Goodman Matthew O, Chibnik Lori, Cai Tianxi
Department of Biostatistics, Harvard T.H. Chan School of Public Health, Boston, Massachusetts.
Genet Epidemiol. 2019 Feb;43(1):82-101. doi: 10.1002/gepi.22162. Epub 2018 Oct 24.
Commonly in biomedical research, studies collect data in which an outcome measure contains informative excess zeros; for example, when observing the burden of neuritic plaques (NPs) in brain pathology studies, those who show none contribute to our understanding of neurodegenerative disease. The outcome may be characterized by a mixture distribution with one component being the "structural zero" and the other component being a Poisson distribution. We propose a novel variance components score test of genetic association between a set of genetic markers and a zero-inflated count outcome from a mixture distribution. This test shares advantageous properties with single-nucleotide polymorphism (SNP)-set tests which have been previously devised for standard continuous or binary outcomes, such as the sequence kernel association test. In particular, our method has superior statistical power compared to competing methods, especially when there is correlation within the group of markers, and when the SNPs are associated with both the mixing proportion and the rate of the Poisson distribution. We apply the method to Alzheimer's data from the Rush University Religious Orders Study and Memory and Aging Project, where as proof of principle we find highly significant associations with the APOE gene, in both the "structural zero" and "count" parameters, when applied to a zero-inflated NPs count outcome.

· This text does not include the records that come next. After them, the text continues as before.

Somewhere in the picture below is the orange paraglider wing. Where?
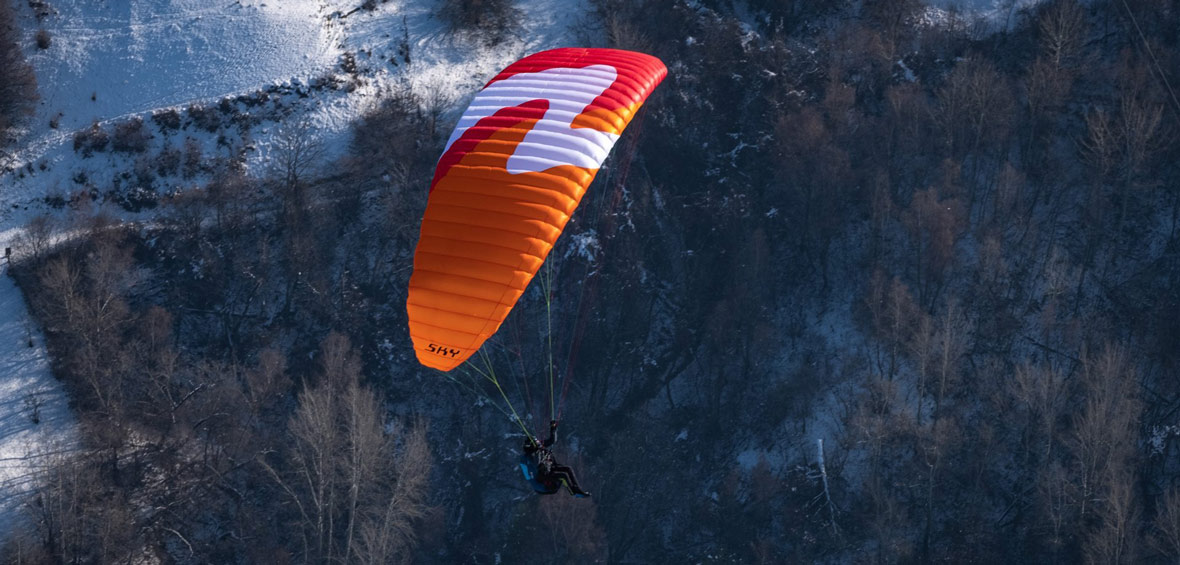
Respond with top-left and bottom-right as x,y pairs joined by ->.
406,48 -> 667,370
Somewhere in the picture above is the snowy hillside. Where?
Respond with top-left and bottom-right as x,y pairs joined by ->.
0,0 -> 1062,552
0,0 -> 584,544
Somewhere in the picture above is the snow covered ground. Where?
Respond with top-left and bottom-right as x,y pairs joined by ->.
0,0 -> 586,538
0,259 -> 76,532
0,0 -> 1030,544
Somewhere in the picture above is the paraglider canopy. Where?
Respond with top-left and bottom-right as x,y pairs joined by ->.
406,48 -> 667,370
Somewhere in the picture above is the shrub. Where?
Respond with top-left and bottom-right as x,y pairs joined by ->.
184,137 -> 202,178
156,145 -> 181,177
151,107 -> 181,133
74,121 -> 111,157
189,104 -> 222,133
111,117 -> 151,153
438,0 -> 520,45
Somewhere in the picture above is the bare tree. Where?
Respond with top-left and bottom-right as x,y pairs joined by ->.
263,334 -> 431,563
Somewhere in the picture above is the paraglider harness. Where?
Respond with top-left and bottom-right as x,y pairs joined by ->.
520,420 -> 590,498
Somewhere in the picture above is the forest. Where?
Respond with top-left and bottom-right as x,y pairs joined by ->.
0,0 -> 1180,564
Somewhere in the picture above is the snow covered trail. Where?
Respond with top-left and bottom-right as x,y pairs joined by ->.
0,0 -> 586,541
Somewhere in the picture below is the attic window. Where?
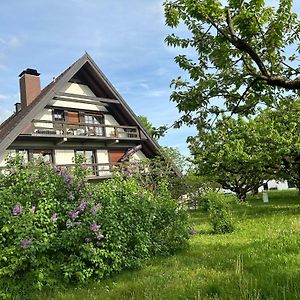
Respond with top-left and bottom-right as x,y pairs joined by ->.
53,109 -> 65,122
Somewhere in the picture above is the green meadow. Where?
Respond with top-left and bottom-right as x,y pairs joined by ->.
41,191 -> 300,299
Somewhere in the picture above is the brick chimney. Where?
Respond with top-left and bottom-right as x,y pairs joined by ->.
19,69 -> 41,108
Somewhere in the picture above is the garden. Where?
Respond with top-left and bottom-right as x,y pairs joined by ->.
37,190 -> 300,300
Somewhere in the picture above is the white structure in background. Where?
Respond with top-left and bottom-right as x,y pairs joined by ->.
258,179 -> 296,192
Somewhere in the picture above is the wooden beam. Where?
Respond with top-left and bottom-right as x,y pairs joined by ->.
53,96 -> 109,106
55,92 -> 120,104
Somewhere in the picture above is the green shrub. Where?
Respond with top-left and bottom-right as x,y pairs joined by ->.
199,191 -> 234,234
0,157 -> 188,298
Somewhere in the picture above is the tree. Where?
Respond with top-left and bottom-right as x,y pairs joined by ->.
258,99 -> 300,191
190,116 -> 282,201
138,115 -> 167,139
164,0 -> 300,130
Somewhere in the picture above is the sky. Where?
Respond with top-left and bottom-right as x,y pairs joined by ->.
0,0 -> 300,155
0,0 -> 195,155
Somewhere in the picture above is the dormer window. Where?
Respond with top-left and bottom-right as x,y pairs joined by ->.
53,109 -> 65,122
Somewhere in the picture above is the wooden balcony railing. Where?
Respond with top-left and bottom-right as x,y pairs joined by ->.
31,120 -> 140,140
56,163 -> 114,179
0,163 -> 114,179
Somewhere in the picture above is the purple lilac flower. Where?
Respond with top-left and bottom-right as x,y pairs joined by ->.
90,222 -> 100,232
84,238 -> 93,243
51,213 -> 58,223
12,204 -> 22,216
91,203 -> 102,215
80,164 -> 88,170
78,200 -> 87,212
68,194 -> 75,201
69,210 -> 79,220
20,239 -> 32,250
9,168 -> 17,175
64,176 -> 72,185
72,222 -> 81,227
96,232 -> 104,241
190,228 -> 197,235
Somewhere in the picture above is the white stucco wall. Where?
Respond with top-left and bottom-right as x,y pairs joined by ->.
49,82 -> 107,112
104,115 -> 121,137
61,82 -> 95,96
97,150 -> 109,164
55,150 -> 75,165
96,150 -> 111,176
49,97 -> 107,112
35,108 -> 53,128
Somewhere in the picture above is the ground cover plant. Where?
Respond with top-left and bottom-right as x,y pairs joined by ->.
0,157 -> 189,299
37,191 -> 300,300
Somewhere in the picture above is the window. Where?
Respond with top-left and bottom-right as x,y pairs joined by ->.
31,150 -> 53,163
75,150 -> 97,175
84,115 -> 105,136
17,150 -> 28,163
53,109 -> 65,122
84,115 -> 104,125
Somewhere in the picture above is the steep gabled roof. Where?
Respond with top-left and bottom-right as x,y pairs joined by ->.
0,53 -> 160,155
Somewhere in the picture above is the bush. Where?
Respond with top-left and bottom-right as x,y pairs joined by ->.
199,191 -> 234,234
0,157 -> 188,298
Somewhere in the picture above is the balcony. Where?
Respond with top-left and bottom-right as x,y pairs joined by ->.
56,163 -> 115,180
26,120 -> 140,140
0,163 -> 118,180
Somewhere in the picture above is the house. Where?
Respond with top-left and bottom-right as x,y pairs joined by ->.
0,53 -> 159,178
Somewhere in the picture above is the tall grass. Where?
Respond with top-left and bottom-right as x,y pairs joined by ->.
37,191 -> 300,299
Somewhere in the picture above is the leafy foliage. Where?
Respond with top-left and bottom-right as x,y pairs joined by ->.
164,0 -> 300,131
199,191 -> 234,234
191,117 -> 282,200
0,157 -> 189,298
138,115 -> 167,139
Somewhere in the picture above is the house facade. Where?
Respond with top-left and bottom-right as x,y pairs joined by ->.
0,53 -> 159,178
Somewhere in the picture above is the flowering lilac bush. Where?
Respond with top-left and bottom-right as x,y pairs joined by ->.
0,157 -> 189,298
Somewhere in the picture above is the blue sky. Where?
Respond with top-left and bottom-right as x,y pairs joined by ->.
0,0 -> 194,154
0,0 -> 300,154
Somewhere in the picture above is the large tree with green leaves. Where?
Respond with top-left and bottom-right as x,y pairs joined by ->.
191,116 -> 286,200
164,0 -> 300,130
257,99 -> 300,191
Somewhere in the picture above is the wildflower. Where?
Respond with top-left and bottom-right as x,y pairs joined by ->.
78,200 -> 87,212
66,220 -> 73,228
90,222 -> 100,232
96,232 -> 104,241
12,204 -> 22,216
80,164 -> 88,170
69,210 -> 79,220
28,175 -> 33,183
9,168 -> 17,175
190,228 -> 197,235
51,213 -> 58,223
68,194 -> 75,202
91,203 -> 102,215
84,238 -> 92,243
20,239 -> 32,250
64,176 -> 72,185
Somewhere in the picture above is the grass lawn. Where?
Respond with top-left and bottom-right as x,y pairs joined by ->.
39,191 -> 300,299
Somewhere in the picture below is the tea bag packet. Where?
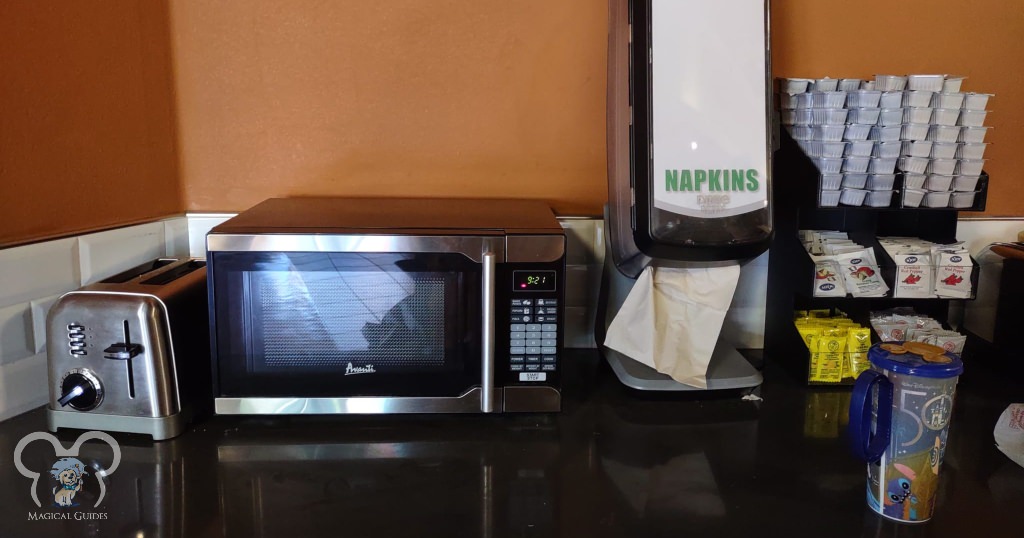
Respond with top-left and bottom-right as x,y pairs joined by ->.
836,248 -> 889,297
935,251 -> 974,299
813,257 -> 846,297
892,250 -> 935,298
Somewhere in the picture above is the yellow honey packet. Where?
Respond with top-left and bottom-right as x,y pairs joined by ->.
844,327 -> 871,378
846,327 -> 871,354
797,325 -> 821,349
810,335 -> 846,383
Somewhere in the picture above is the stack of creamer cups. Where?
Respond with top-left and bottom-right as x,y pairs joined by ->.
779,75 -> 991,209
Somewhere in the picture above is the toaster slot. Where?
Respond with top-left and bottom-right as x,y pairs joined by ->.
141,259 -> 206,286
99,258 -> 177,284
103,320 -> 142,398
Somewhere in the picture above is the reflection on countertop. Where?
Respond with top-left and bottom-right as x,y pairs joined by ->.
0,350 -> 1024,538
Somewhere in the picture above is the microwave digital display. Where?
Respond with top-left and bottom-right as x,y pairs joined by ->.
512,271 -> 555,291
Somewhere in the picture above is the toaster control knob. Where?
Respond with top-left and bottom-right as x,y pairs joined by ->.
57,368 -> 103,411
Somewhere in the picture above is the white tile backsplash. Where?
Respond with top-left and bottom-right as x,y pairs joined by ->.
0,302 -> 35,365
29,294 -> 60,354
0,238 -> 80,306
186,213 -> 234,258
0,354 -> 50,420
164,217 -> 188,257
78,222 -> 167,286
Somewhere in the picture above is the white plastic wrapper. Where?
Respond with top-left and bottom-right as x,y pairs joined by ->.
992,404 -> 1024,467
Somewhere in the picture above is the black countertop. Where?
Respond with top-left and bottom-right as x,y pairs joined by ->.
0,350 -> 1024,538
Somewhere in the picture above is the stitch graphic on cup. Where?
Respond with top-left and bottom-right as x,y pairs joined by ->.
14,431 -> 121,508
849,342 -> 964,523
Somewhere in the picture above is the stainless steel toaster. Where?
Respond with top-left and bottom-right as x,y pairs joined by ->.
46,258 -> 212,440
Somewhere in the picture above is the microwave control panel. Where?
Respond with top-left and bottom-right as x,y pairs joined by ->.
499,270 -> 562,383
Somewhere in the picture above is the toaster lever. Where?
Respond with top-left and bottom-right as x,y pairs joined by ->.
103,342 -> 142,361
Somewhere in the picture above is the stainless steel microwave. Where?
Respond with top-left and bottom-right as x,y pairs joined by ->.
207,198 -> 565,414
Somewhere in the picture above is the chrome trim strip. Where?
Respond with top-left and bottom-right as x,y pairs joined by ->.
480,252 -> 495,413
206,234 -> 505,262
214,386 -> 501,415
46,407 -> 188,441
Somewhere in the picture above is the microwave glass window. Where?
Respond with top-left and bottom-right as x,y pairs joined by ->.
212,252 -> 482,397
248,271 -> 448,370
512,271 -> 555,291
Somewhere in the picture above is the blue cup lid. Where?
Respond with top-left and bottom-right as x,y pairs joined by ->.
867,342 -> 964,379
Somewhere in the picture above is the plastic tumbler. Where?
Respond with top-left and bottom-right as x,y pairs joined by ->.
849,342 -> 964,523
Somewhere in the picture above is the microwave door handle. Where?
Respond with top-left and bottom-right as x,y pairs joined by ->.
480,252 -> 495,413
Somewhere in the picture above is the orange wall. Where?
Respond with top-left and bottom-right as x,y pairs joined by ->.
772,0 -> 1024,215
172,0 -> 607,214
0,0 -> 183,246
0,0 -> 1024,246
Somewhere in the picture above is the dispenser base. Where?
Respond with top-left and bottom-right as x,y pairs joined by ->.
601,342 -> 764,391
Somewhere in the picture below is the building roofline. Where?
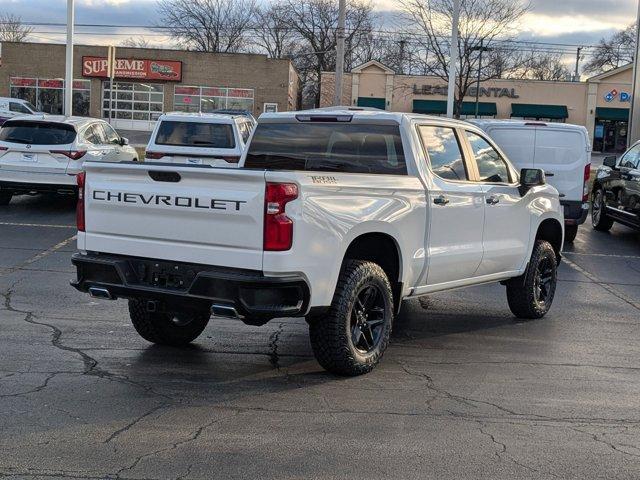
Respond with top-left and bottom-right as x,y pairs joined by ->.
587,63 -> 633,82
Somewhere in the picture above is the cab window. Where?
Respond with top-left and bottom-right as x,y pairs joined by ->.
619,144 -> 640,168
9,102 -> 31,113
466,132 -> 511,183
418,125 -> 469,181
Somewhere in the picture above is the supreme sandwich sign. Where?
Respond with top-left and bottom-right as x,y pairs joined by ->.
82,57 -> 182,82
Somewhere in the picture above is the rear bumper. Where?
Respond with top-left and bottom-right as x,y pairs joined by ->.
71,253 -> 310,325
560,200 -> 589,225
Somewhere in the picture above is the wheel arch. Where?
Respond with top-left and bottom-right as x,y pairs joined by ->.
340,232 -> 403,311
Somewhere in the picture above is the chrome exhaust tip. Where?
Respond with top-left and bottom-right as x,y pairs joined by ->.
89,287 -> 115,300
211,304 -> 242,320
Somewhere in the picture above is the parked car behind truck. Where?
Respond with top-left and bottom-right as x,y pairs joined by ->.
470,119 -> 591,243
73,110 -> 564,375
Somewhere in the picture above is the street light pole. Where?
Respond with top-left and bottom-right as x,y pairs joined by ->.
447,0 -> 460,118
627,2 -> 640,146
333,0 -> 347,105
64,0 -> 74,117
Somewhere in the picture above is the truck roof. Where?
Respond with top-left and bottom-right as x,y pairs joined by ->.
259,106 -> 469,127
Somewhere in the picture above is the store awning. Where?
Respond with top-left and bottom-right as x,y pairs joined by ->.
413,100 -> 447,115
511,103 -> 569,120
358,97 -> 387,110
596,107 -> 629,122
460,102 -> 498,117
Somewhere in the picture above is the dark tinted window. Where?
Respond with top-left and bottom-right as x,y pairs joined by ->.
156,121 -> 236,148
467,132 -> 509,183
0,120 -> 76,145
245,122 -> 407,175
418,125 -> 469,181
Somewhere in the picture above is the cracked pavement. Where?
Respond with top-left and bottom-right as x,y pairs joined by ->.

在生物医学研究中,通常研究收集的数据中,结果测量包含大量信息性的零值;例如,在脑病理学研究中观察神经炎性斑块(NP)负担时,那些未显示出NP的个体有助于我们理解神经退行性疾病。该结果可能由一种混合分布来表征,其中一个成分是“结构零”,另一个成分是泊松分布。我们提出了一种新颖的方差成分得分检验,用于检验一组遗传标记与来自混合分布的零膨胀计数结果之间的遗传关联。该检验与先前为标准连续或二元结果设计的单核苷酸多态性(SNP)集检验具有相同的优势特性,例如序列核关联检验。特别是,与其他竞争方法相比,我们的方法具有更高的统计功效,尤其是当标记组内存在相关性,以及当SNP与混合比例和泊松分布的速率都相关时。我们将该方法应用于拉什大学宗教团体研究和记忆与衰老项目的阿尔茨海默病数据,作为原理验证,当应用于零膨胀的NP计数结果时,我们在“结构零”和“计数”参数中都发现了与APOE基因高度显著的关联。